Quality Control of Pyruvate Broth Test

• Positive control organism such as Enterococcus faecalis is inoculated to check performance of medium.
• The positive control shows growth with colour change of broth from greenish blue to yellow within 24–48 hours.
• Negative control organism such as Enterococcus faecium is used to confirm negative reaction.
• The negative control shows growth but broth remains greenish blue with no colour change.
• Streptococcus bovis may also be used as alternative negative control which shows no colour change.
• Before use the pyruvate broth is examined for proper colour pH clarity and sterility.
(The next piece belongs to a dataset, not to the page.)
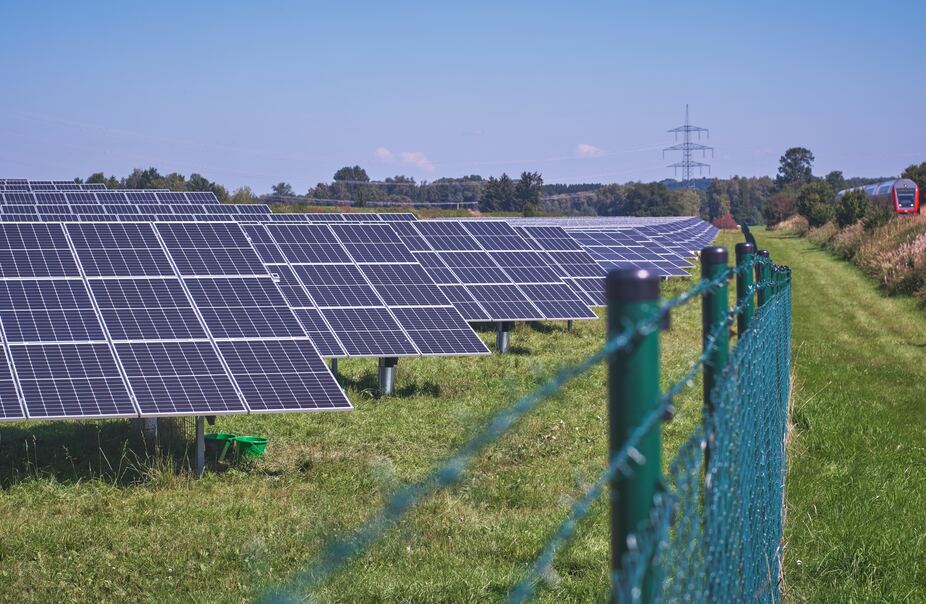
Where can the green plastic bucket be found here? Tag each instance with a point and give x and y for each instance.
(251, 447)
(220, 444)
Precautions of Pyruvate Broth Test

• The pyruvate broth should not be over sterilized as excess heat may destroy sodium pyruvate or indicator.
• The broth tubes should be stored at 4–8°C in upright position and protected from direct light.
• The broth must be allowed to reach room temperature before inoculation.
• A light inoculum should be used to avoid false positive reaction due to carryover acids.
• The caps of test tubes should be kept loose during incubation for proper gas exchange.
• The test should not be discarded early and incubation should be continued up to 5 days if required.
• The media used should be free from residual carbohydrates to prevent false results.
• Yellowish green colour should be considered as negative reaction and not positive.
• All cultures and inoculated tubes should be handled using proper aseptic technique.
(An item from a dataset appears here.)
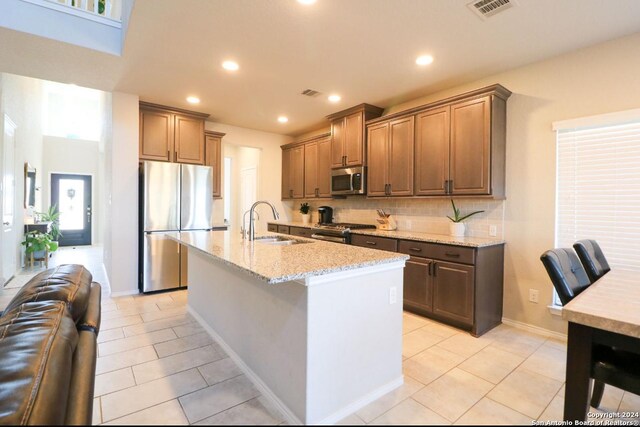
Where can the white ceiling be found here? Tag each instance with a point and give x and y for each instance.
(364, 50)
Uses of Pyruvate Broth Test

• It is used for differentiation of Enterococcus species based on pyruvate utilization.
• It helps in identification of Enterococcus faecalis which gives positive pyruvate reaction.
• It is used to differentiate Enterococcus faecium which shows negative reaction in pyruvate broth.
• It helps in differentiation of Enterococcus from Group D streptococci such as Streptococcus bovis.
• It is useful as a supplementary biochemical test in identification of Gram positive catalase negative cocci.
• It is applied in determining ability of organism to utilize pyruvate as sole source of energy.
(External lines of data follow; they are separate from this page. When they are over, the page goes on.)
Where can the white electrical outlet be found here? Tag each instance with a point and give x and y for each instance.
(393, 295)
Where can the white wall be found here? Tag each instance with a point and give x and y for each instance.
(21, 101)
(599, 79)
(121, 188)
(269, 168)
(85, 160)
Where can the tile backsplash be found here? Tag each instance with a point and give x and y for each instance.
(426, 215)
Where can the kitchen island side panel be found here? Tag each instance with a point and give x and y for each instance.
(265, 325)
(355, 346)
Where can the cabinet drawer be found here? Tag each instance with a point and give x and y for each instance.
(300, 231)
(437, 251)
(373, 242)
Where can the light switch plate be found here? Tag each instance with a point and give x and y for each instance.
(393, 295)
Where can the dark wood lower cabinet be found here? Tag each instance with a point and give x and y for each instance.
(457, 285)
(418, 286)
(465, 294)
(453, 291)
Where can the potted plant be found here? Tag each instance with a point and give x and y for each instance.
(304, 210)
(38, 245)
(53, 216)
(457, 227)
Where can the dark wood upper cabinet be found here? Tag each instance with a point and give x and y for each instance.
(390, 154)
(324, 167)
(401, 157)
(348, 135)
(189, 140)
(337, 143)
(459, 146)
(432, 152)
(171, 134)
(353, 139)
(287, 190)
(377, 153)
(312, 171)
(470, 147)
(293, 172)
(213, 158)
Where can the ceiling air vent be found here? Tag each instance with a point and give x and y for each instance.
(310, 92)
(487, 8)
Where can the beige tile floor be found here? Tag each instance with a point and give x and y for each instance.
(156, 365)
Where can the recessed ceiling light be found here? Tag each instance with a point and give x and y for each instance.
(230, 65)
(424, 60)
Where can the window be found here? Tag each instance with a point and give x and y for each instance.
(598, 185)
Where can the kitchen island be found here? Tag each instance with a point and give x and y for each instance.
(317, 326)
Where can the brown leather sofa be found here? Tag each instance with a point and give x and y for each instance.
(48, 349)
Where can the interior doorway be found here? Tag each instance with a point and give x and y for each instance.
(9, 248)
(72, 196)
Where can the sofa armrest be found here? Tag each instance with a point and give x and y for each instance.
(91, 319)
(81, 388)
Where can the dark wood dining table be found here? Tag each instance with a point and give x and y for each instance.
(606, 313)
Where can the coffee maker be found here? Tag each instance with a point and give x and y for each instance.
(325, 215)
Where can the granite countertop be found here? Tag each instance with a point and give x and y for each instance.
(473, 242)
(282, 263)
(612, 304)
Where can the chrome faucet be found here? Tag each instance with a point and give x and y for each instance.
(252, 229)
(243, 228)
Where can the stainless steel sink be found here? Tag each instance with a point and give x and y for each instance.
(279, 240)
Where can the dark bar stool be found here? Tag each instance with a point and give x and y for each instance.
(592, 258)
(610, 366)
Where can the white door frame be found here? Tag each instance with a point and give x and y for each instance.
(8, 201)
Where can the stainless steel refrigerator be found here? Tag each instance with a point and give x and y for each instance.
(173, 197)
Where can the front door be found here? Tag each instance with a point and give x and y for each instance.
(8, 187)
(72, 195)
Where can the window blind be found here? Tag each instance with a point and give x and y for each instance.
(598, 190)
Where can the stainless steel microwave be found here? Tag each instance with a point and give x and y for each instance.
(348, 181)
Advantages of Pyruvate Broth Test

• It helps in easy differentiation of Enterococcus faecalis and Enterococcus faecium.
• It provides supportive information for selection of appropriate antibiotic therapy.
• It is useful in distinguishing Enterococcus from Group D streptococci.
• It is a simple and cost effective biochemical test.
• It can be performed in routine microbiology laboratory without special equipment.
• It gives clear visual result due to distinct colour change of indicator.
• It is helpful as a confirmatory test when identification results are doubtful.

Limitations of Pyruvate Broth Test

• It has limited application and is mainly used for differentiation of Enterococcus species.
• It cannot be used as a sole test for complete identification of organism.
• Presence of residual carbohydrates in media may give false positive reaction.
• Use of heavy inoculum may lead to misleading colour change.
• Slow growing strains may show false negative result if incubation is stopped early.
• The indicator bromothymol blue is light sensitive and improper storage may affect result.
• Occasional strain variation may give atypical reaction.
• Weak yellowish green colour may create difficulty in interpretation of result.